過去の私、未来の彼女

高校生の頃、何となく友達になれそうだと思っていたのに、結局仲良くなれずに終わってしまった同級生がいた。
彼女は違うクラスだったけど英語の授業の時だけ隣の席になる子で(英語はいつものクラスではなく学力別に分けられたメンバーでの授業だった)、野球部のマネージャーで、学年でも有名な美少女だった。授業中に事務的に交わす会話で何となく気が合うような感覚はあったが、住む世界が違いすぎて、必要以上に踏み込むことはできなかった。
そんなある日の放課後、校内の自動販売機の前で部活中の彼女に偶然会った。お互い英語でいつも一緒だよねという感じになって、少しだけ話をした。野球部は週末に、甲子園に繋がる地区大会の初戦を控えていた。私がもうすぐ試合だよねと言うと、彼女はみんな頑張ってるから良かったら見に来て、と言った。そして笑顔でグラウンドに去っていった。
それからも彼女とは英語の授業で顔を合わせたが、自動販売機の前で話したあの時間以上に仲が深まることはなかった。野球部は負けて、彼女は私と違う大学に進み、今はどうしているかも分からない。

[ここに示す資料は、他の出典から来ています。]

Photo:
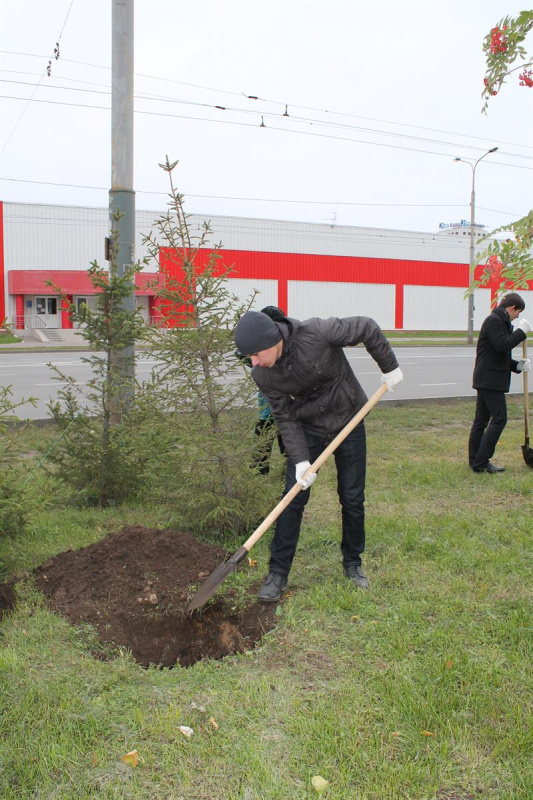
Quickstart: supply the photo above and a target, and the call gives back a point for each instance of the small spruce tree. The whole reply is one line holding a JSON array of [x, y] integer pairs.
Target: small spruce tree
[[202, 393], [16, 503], [98, 454]]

最近、甲子園の中継でテレビ画面にアップで映るどこかの高校の女子マネージャーを見てふと彼女のことを思い出し、気の合う同僚とのランチの時に話してみた。
「それは仲良くなっておくべきだったよ。その子もあなたのこと気に入ってたと思う。そういえば、森田さんが気になるって前に言ってたよね?話しかけてみなよ、仲良くなれると思うけどな。」
森田さんは職場の後輩で、彼女のデスクマットに私の大好きな映画のポストカードが挟まっているのを見て以来、声をかけようか迷っていた。
「そうかなあ、でも森田さん無口そうだし、仕事中も全然話したことないし…」
「上手くいくかは話してみないと分からないでしょ。話さないと仲良くもなれないよ?」
「今日は珍しく押しが強いじゃない。」
すると同僚はしばらく黙った後で、口を開いた。
「本当は秘密なんだけど、私は未来から来たの。昔、あなたと仲良くなりたかったけど自信がなくて声をかけられなくて、ずっと後悔してた。過去に戻れるなら行動を起こして、絶対あなたと友達になるって決めてた。だから、未来のあなたにも後悔してほしくないの。」

同僚の言葉の真偽は分からないが、彼女は長期休暇の後に会社を辞め、私の前から姿を消した。私は今度、森田さんをランチに誘おうと思っている。